Once introduced into food, the organism needs only a few hours at warm temperatures to multiply and generate sufficient toxin to cause illness. This is why health officials recommend that no unpreserved food be left unrefrigerated for over two hours. (Interestingly, although there is much wider recognition of the importance of refrigeration now than in 1966, this trend has been more than offset by increased consumption of meals prepared in large volume outside the home—so food-borne staphylococcal outbreaks have increased in recent years.) Almost any food prepared without large amounts of preservatives will support staphylococcal growth, and the organism is particularly fond of high-protein fare, such as cream-filled pastries or ham, chicken, potato, and egg salads.

Those who remember the Shrine incident recall that some sort of laboratory investigation was conducted.

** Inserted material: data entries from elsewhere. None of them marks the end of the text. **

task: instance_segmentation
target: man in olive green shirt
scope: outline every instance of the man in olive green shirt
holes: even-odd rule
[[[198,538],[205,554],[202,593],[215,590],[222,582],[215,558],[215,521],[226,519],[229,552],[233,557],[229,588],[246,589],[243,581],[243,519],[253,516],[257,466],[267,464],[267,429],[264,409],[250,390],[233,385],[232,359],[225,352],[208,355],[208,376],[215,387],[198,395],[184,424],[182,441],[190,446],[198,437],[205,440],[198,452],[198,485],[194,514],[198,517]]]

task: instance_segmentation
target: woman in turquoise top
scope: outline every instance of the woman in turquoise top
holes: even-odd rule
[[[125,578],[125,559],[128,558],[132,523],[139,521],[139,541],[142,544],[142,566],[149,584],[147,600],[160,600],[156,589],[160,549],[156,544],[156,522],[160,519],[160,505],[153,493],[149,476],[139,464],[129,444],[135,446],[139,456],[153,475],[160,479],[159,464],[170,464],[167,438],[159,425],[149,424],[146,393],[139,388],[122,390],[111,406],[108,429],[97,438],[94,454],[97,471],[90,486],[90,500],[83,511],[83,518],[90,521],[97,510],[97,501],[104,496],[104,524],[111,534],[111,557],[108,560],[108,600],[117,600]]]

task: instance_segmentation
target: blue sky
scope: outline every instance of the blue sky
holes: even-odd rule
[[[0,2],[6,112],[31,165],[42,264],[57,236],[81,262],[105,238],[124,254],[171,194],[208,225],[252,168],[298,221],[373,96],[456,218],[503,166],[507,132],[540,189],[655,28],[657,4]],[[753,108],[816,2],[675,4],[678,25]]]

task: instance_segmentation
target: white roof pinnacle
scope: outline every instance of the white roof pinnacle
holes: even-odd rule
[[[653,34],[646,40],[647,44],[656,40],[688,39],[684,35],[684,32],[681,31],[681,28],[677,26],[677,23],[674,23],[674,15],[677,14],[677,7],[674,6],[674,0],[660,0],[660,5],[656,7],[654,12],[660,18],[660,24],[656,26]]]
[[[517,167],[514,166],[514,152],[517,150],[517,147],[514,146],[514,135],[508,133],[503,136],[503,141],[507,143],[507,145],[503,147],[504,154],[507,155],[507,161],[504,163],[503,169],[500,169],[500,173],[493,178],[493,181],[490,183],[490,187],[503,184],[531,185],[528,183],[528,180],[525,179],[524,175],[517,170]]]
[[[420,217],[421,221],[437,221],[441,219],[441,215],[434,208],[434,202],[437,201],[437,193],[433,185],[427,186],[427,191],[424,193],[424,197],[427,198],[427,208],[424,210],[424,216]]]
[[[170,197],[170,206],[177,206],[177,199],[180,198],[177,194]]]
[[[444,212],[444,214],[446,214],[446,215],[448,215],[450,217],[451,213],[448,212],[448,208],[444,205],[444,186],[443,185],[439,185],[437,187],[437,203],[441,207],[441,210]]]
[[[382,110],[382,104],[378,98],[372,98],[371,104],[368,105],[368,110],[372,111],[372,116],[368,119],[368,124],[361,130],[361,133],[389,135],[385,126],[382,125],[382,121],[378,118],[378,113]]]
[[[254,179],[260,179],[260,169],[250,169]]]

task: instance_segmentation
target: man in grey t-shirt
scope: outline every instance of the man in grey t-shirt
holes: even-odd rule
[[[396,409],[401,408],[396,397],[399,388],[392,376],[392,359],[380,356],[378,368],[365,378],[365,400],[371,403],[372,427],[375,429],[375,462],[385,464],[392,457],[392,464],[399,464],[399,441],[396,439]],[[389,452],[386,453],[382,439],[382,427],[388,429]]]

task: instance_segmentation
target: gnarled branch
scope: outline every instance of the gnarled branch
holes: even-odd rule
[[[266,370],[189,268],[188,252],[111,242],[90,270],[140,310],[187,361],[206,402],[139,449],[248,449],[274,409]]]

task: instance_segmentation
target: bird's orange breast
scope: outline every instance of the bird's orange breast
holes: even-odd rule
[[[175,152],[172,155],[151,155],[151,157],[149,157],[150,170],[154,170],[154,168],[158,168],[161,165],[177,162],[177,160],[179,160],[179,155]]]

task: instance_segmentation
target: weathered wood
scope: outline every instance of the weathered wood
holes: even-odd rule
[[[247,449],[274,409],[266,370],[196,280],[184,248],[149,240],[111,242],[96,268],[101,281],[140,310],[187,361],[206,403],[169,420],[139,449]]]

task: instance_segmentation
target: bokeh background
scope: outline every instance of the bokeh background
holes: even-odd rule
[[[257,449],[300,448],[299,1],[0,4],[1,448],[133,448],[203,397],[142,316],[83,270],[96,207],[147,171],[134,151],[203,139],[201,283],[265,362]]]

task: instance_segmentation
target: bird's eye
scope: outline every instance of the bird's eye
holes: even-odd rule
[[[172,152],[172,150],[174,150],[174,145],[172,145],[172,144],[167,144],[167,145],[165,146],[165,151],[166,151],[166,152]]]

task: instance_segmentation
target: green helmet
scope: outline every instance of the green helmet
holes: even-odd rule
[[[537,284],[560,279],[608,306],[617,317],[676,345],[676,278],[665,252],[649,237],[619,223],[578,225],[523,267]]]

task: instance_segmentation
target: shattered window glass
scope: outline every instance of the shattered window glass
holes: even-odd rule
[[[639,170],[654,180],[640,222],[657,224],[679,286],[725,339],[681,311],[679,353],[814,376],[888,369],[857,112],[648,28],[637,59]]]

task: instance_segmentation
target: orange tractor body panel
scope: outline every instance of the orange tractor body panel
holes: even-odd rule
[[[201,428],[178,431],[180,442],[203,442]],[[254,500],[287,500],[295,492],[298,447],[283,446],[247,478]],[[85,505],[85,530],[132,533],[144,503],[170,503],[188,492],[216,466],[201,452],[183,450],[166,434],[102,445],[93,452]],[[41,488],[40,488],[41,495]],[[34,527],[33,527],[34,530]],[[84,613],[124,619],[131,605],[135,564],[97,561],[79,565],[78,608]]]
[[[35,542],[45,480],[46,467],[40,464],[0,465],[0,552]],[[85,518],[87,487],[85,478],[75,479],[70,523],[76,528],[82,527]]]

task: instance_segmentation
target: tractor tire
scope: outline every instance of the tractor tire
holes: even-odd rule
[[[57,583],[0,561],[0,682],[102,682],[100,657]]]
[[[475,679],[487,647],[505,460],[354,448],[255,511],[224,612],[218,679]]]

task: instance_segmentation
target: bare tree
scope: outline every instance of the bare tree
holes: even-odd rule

Raymond Book, a retired lab supervisor, is quite sure that the late Dr. Philip Nice, a pathologist and director of the clinical microbiology lab, obtained one of the leftover sandwiches and succeeded in growing S. aureus from it. But no written record of such a study could be found.

And even human memory of the incident does not extend to whether further studies were done to determine if this isolate was able to produce the offending toxin. Some strains of staph do not make this toxin and so are merely harmless contaminants when they are found in food.

Yet such studies would have been almost superfluous. The final circumstantial link in the chain of evidence was that the group's box lunches—containing ham or chicken salad sandwiches, and perhaps potato salad as well—had been prepared by a caterer in western Massachusetts. Some reports indicate that the lunches were transported north in an open convertible, while others say that they were in the back of one of the buses. In either case, they would not have been refrigerated. And in that pre-interstate era, the trip from Springfield would have taken three or four hours—about the same length of time as it then took the toxin to fell the affected Shriners.

But, happily, the course of the illness for most of them was also no longer than that.

The story behind this story

For over 80 years, 22 Shriners Hospitals for Children—located throughout the United States, Canada, and Mexico—have provided care for children with orthopaedic problems, severe burns, or spinal cord injuries at no charge to patients, parents, or thirdparty payors. In 2005, nearly 125,000 children were served.

Since it was first played in 1954, the Shrine Maple Sugar Bowl Game has raised more than $5 million for that effort.

The first Maple Sugar Bowl was held in Nashua, N.H. From 1955 to 1957, the game was played in Manchester, N.H., and the event moved to Hanover in 1958. It has been played there ever since, except in 1967 and 1968, during the expansion of Dartmouth College's Memorial Field, when it was played in Burlington, Vt., one year and in Durham, N.H., the next.

Because renovations are being made to Memorial Field again this year, the 2006 Shrine parade and game will be held at Plymouth State University in Plymouth, N.H.—but they'll return to Hanover in 2007.

The authors are both longtime members of the DMS faculty. Smith is the Irene Heinz Given Professor of Pharmacology and Toxicology Emeritus and a regular contributor to Dartmouth Medicine. Jacobs is a professor emeritus of microbiology and immunology. The August 29, 1966, issue of the local daily, the Valley News, carried extensive coverage of the stricken Shriners; some of the facts in this article were drawn from that account.